Всё это, в общем, не так безобидно - ещё неизвестно какое продолжение будет иметь история почти забытого падения – привет вам, скатерть, колени и ковёр, вы теперь части одного государства, объединённого очертаниями дымящегося кофейного пятна! Середина, впрочем, уже исчезла, пятно поспешно (но безуспешно) промокают салфеткой и сетуют на чью-то скаредность (ах, эти старые сервизы!)
В гостях у знакомых мне несколько раз попадалась одна и та же рюмка. Огранщик когда-то слишком усердствовал, вырезая на пузатенькой поверхности бокала узор, стараясь сделать его как можно более рельефным. Красота вышла боком, боком с маленькой дырочкой в одном из лучей хрустального орнамента. Сквозь этот продырявленный луч по моим пальцам бежало вино (всегда красное) и капало на платье. Замечала не я, замечали те, кто напротив. Жаль, что моим визави не был барон Мюнхгаузен, очень кстати была бы его ободряющая бравада «вино льётся к счастью, а насчёт платья - не огорчайся». Никто кроме барона не смог бы с таким изяществом и бесшабашностью плеснуть вином себе на кружевной воротник, разложенный по плечам – из вечного желания обернуть ситуацию другой, очень соблазнительной, но несуществующей стороной (простите, Олег Иванович!)
Но дело не в разлитом вине, не в испорченном платье, и даже не в погибшей чашке с ушастыми фиалками.
Изобретательные китайцы сразу после росписи и обжига намеренно и умело превращали тончайшие сосуды в груду осколков, на каждом – намёк на бывшее великолепие: фрагменты орнамента, неопределимые части драконьего тела в ажурной чешуе, пейзаж, едва намеченный призрачно-голубым кобальтом, часть красного иероглифа, всё ещё сообщающего нечто, но уже как будто недоговаривая, умолкая на полуслове.
Тот уникальный случай, когда катастрофа спланирована, но разрушение – случившись!- обращено вспять: осколки соединяются мастикой, подгоняются один к одному, следуя линиям и форме. Трещины не только не маскируются – они подчёркиваются цветом, как бы присваивая всему изделию биографию, гораздо более длинную и затейливую, чем настоящая.
В этом есть какое-то шарлатанство, замешанное на восточной хитрости (или мудрости. Кто-нибудь знает разницу?) и даже попытка обмануть время.

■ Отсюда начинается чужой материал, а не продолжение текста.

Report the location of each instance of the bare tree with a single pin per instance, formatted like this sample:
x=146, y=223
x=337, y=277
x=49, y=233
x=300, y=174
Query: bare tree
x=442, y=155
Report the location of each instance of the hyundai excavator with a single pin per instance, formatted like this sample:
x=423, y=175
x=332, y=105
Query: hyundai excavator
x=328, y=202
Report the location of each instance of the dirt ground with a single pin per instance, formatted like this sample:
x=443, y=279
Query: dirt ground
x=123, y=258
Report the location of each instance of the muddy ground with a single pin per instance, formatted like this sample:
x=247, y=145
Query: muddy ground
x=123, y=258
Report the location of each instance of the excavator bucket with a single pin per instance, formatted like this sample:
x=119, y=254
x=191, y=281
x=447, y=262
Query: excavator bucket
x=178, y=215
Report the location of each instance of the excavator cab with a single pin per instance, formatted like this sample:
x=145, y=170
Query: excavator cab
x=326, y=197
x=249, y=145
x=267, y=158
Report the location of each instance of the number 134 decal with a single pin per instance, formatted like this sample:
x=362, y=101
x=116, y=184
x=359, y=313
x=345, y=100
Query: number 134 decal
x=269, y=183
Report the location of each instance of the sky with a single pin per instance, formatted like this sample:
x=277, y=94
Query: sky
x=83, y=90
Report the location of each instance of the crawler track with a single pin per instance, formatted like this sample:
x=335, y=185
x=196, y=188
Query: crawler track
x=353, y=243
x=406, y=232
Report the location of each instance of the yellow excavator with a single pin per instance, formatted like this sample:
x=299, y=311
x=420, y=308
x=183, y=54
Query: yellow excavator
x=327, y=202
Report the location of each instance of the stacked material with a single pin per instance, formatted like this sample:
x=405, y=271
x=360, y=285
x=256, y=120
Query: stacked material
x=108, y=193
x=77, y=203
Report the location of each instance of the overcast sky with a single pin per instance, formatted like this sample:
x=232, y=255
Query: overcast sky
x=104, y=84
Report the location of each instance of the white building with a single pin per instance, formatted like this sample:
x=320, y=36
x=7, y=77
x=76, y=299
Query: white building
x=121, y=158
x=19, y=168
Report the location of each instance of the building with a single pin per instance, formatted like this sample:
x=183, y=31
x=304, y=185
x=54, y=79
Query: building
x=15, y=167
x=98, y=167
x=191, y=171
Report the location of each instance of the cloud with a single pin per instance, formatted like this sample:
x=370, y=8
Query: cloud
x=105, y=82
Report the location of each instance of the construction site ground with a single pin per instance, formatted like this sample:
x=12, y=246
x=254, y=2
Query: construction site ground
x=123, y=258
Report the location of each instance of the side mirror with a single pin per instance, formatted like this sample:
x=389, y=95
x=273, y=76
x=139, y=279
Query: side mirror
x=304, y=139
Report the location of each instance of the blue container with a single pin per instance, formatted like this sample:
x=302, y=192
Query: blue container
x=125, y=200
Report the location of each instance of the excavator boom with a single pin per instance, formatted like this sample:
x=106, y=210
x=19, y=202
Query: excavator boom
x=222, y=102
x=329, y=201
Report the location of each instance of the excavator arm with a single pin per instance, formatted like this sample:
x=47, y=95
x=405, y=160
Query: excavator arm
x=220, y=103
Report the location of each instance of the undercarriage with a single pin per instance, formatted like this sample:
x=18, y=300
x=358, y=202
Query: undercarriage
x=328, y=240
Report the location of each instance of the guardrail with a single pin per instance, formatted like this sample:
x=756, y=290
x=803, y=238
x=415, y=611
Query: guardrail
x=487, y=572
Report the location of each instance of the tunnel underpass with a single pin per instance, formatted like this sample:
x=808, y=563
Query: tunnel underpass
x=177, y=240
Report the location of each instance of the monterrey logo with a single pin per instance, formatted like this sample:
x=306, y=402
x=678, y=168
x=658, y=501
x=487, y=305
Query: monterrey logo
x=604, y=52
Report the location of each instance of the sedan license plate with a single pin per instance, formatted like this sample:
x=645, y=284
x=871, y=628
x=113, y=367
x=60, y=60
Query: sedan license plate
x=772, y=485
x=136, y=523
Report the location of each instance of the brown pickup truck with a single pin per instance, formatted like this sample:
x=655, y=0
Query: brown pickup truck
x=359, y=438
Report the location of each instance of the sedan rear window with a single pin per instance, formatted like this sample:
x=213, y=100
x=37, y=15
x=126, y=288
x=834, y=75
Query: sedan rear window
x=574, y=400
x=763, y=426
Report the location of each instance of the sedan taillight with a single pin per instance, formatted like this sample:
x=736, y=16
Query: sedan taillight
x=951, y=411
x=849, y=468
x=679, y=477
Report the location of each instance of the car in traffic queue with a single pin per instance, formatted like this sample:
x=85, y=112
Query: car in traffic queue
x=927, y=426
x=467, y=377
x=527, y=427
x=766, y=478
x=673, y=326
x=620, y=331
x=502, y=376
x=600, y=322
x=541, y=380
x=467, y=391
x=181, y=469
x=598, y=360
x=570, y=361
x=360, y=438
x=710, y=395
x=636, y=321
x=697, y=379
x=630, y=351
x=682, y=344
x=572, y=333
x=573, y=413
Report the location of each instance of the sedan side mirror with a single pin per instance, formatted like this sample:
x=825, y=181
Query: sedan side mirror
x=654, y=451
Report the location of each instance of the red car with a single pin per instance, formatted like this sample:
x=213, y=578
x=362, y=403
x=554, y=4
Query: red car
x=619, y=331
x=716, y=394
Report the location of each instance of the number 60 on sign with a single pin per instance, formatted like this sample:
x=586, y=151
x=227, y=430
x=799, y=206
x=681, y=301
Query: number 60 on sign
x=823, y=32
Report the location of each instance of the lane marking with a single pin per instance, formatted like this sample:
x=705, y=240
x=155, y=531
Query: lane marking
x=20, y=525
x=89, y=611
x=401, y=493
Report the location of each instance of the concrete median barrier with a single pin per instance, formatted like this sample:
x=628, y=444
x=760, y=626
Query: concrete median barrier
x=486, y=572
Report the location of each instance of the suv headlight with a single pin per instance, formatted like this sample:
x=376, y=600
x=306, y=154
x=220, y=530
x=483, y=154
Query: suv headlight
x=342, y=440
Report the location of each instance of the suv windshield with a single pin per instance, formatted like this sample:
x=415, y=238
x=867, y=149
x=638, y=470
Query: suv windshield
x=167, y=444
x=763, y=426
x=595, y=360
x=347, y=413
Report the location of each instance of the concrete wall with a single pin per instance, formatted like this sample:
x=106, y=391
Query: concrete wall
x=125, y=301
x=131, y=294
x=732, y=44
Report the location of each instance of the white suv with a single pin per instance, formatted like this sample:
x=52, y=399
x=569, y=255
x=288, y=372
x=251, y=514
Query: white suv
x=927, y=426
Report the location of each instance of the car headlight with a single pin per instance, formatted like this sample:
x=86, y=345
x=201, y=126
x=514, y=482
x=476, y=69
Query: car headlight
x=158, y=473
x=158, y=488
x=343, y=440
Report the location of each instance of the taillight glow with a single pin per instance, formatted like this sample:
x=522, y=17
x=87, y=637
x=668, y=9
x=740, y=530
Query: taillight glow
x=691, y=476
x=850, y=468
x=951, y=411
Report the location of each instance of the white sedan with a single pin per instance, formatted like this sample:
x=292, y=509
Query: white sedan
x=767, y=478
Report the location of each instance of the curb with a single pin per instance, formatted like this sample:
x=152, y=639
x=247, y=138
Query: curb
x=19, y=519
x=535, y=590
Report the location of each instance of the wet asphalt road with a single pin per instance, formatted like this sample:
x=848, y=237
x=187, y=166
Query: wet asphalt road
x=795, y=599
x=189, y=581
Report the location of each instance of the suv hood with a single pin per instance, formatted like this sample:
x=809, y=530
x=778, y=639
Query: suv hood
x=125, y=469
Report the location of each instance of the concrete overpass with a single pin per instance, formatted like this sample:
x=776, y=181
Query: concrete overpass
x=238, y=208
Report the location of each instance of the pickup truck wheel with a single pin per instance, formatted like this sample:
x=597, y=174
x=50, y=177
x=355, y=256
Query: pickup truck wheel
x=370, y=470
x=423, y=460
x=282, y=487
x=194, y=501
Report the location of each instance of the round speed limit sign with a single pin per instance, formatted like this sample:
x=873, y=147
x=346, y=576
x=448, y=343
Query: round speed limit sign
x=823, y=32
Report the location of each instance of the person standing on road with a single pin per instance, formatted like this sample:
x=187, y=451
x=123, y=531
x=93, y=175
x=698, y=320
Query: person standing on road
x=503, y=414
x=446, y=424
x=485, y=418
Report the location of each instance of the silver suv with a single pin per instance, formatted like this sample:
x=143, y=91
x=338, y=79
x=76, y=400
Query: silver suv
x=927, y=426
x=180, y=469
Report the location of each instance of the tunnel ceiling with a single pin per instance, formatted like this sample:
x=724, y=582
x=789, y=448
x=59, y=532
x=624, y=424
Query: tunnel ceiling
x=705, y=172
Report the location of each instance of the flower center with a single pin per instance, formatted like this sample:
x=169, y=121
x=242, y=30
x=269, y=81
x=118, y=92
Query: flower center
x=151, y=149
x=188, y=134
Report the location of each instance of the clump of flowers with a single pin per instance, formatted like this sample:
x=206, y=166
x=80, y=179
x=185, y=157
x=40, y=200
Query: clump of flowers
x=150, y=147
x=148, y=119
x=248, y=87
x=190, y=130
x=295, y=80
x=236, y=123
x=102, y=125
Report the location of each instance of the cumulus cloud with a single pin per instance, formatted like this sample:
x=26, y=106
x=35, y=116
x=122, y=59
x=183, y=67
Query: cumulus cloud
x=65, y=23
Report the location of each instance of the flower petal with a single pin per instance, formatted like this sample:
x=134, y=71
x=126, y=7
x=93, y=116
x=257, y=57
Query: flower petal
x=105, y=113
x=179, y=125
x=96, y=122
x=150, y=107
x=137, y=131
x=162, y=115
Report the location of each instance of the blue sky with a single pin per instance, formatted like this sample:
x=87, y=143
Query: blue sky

Но если вдуматься – каждое следующее падение собранной чашки ведёт к возрастанию её цены, потому что чем мельче фрагменты – тем драгоценней сосуд. Чем не логика - разбить заранее, чтобы потом не жалеть! А отказ от изначальной целостности можно истолковывать как неприятие максимализма или как проявление максимализма другого вида – крайней степени смирения, а может и наоборот – тайной человеческой гордыни, которая, впрочем, часто и есть обратная сторона смирения.
В этих играх с битой посудой труднее всего договориться с собой. Китайская философия не каждому по карману и не для всех органична, а бытовой обман (каким бы клеем он не пользовался) – чаще всего ничего не сохраняет - ни чашки, ни скатерти, ни платья, ни ковра с очертаниями небольшого кофейного государства (от ножки стула до угла шкафа), ни отношений.